After a few minutes have passed, Daryl lets out the shaking breath that's been clawing its way up his throat since he woke. He can't help but put his head in his hands, pressing his palms to his eyes. It's not enough to think of her when he's awake, but now she was infiltrating his dreams too. And his body welcomed it. He wanted to stay in those dreams for as long as he possibly could. Beth Greene wasn't even here, and he was still sure she would be the death of him.
...
She's always in a white sundress. Normally she's at her farm, walking through the tall grass of the fields she used to ride that insufferable horse around in. Sometimes she's at the prison, tracing her fingers along the chain length fence, deftly dodging the walkers' grasping hands. Her hair is down, but he can see the little braids she's so fond of winding through the tangles. Sometimes, when the breeze is right, her blonde waves move enough for him to get a glimpse of her slender neck.
He's always following. She seems to be walking slowly, taking her time. He feels out of breath, as though he's been chasing her for miles. But he never gets close enough. Sometimes she turns, smiling at him with her eyes crinkled like she's looking into the sun. And every time his heart slams into his chest as though his pace just isn't fast enough for it.
She never says a word and neither does he. He thinks on this after he wakes and he always concludes that besides her beauty and his thumping heart, this was the most accurate part of his dreams. They really didn't say much to each other. They never had to. She says all he needs to hear with her smiles and trailing hands and in every dream he always makes the same translation –
I love you.
And then, just as he realizes it, just as he reaches her, just as he can finally do something about the roaring in his ears whenever he looks at her, he wakes up. It happens at the same time every night. And every guard duty he sits, cursing himself bitterly in his mind. Even in his dreams, he's never quick enough to do something.

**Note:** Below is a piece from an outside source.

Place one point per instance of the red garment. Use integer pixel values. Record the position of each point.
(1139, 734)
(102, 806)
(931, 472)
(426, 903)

She still gets away from him in the end.
...
Daryl Dixon watches the moonlight filter through the trees, ears alert to every sigh of the wind and creak of the tree branches. After these dreams of his, he can't help but equate every sound to her somehow. He sees flashes of pale skin around every tree trunk, hears the wind like it's her sigh on the back of his neck as she holds him close. The old Daryl Dixon would say Beth Greene was haunting him, but now he thinks of it differently. The old Daryl Dixon would dream of his worst nightmare. Beth Greene – bloody, dead, sinking her teeth into him. But instead he dreams of her beautiful and whole and wonderfully alive.
He doesn't know if this is what love or hope does to a man, but he's grateful for it. It's why he can handle staring into the faces of the men around him, unable to escape them without an arrow in his brain. It's why he's got a pocketful of berries and shoes that are caked with the miles he's walked.
He doesn't doubt Beth Greene for one second.
God damn it, she's going to find him.